Between shifts, I force myself into the gym. Afterward, I recharge on a no-sugar, semi-intermittent fasting diet that no 20 year old needs to follow. My camera roll fills with unsexy photos of my upper torso so I can zoom in and judge my waistline, stomach pouch, and pecks. Men are toned, men are fit, men have everything tight and close to the body. I do everything in my power to avoid thought; any downtime is filled with Fun Home songs, bisexual pirate witches (A Darker Shade of Magic series) and late-night yearning for Studio Ghibli food and clothing.
Ya ta ta.
“Coming Out!”
Ya ta ta.
“Excuse me, sir.”
Ya ta ta.
“Coming Out!”
“Coming Out!”
“Coming Out!”
(I stare at the dark ceiling of my bedroom, the fan spinning fast and sharp, and open my mouth. Something crawls out. )
▶ START AGAIN? QUIT
I have read that in various loops, Odile and Isabeau can discover Siffrin’s temporal shenanigans through his actions and dialogue, although it never happened when I played the game. My Siffrin suffered in silence. It wasn’t intentional — I just did’t reach enough loops for Siffrin to freak out enough to make anyone confront him. Honestly, I was growing tired of playing In Stars and Time, although I believe this friction was an intentional choice by solo developer insertdisc5. Loops are not only integral to the narrative of the game, but also the combat. Each battle works within the hyper-simplistic rules of Rock Paper Scissors. The system is intuitive but quickly reduces combat into a chore. Enemy variety and unlockable moves shake things up now and then, but I started avoiding combat whenever possible. At the same time, the narrative became sticky and slow, caught in a molasses mixture of Siffrin’s frustrations and my own burnout. This friction has proven divisive among players, but it melded mine and Siffrin’s minds together: we both wanted this journey to end but were at the whim of some higher power. We could only make things move forward one choice at a time.
Empowered by his frustration, Siffrin challenges the King on his own, intent on beating him mercilessly to break the loop. He’s powerful, with rage coursing through his veins, but defenseless against the King’s time freezing attack. Just as it seems like Siffrin might really die, his last attempt to break the loop an unrecoverable failure, his friends arrive with Loop in tow. The celestial overseer, who has made it a point to avoid the group, even refusing to use their names, has finally told them about Siffrin’s breakdown. Perhaps they worried that Siffrin’s sanity could not handle this specific failure; perhaps they got tired of waiting on the sidelines. They never explain themselves.

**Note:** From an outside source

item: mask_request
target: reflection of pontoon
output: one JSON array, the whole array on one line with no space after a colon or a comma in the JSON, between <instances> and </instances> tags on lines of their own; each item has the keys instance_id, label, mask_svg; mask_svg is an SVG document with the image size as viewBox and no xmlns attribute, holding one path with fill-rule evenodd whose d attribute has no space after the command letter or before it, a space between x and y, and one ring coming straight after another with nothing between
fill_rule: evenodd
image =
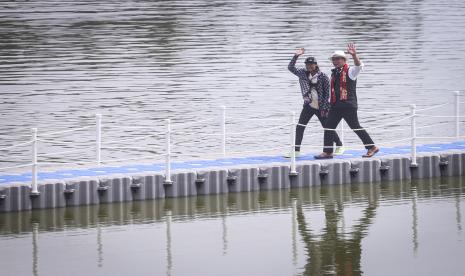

The story resolves neatly — The King is slain, Siffrin turns into a giant monster fueled by the anxiety that his friends will leave him once the adventure ends (the same fear, we are told, that caused the time loop in the first place), everyone calms Siffrin down by finally expressing how much they care about one another, and life returns to normal for a now hatless Siffrin who relaxes knowing that the people he loves will always be there for him. It’s a satisfying, emotional ending that I can’t help but feel is a little too neat. While Siffrin spiraled into monstrosity, someone else found a solution to his problem.
That never happened for me.
It’s summer of 2020 and the days creep past until one humid, moonless August evening, I decide that my loop is over. I recite the words that I want to say to my best friend who arrives tomorrow, after my final shift at the restaurant. In my brain, these words are smooth and worn; in my mouth, their whispers are jagged. I find the stone within me and mark its weak spot. I know that breaking it will leave shards in its wake that are too sharp to clean up. But I also know there isn’t another way out.
(I crack the stone open. Inside, I find a second, smaller stone waiting to be broken.)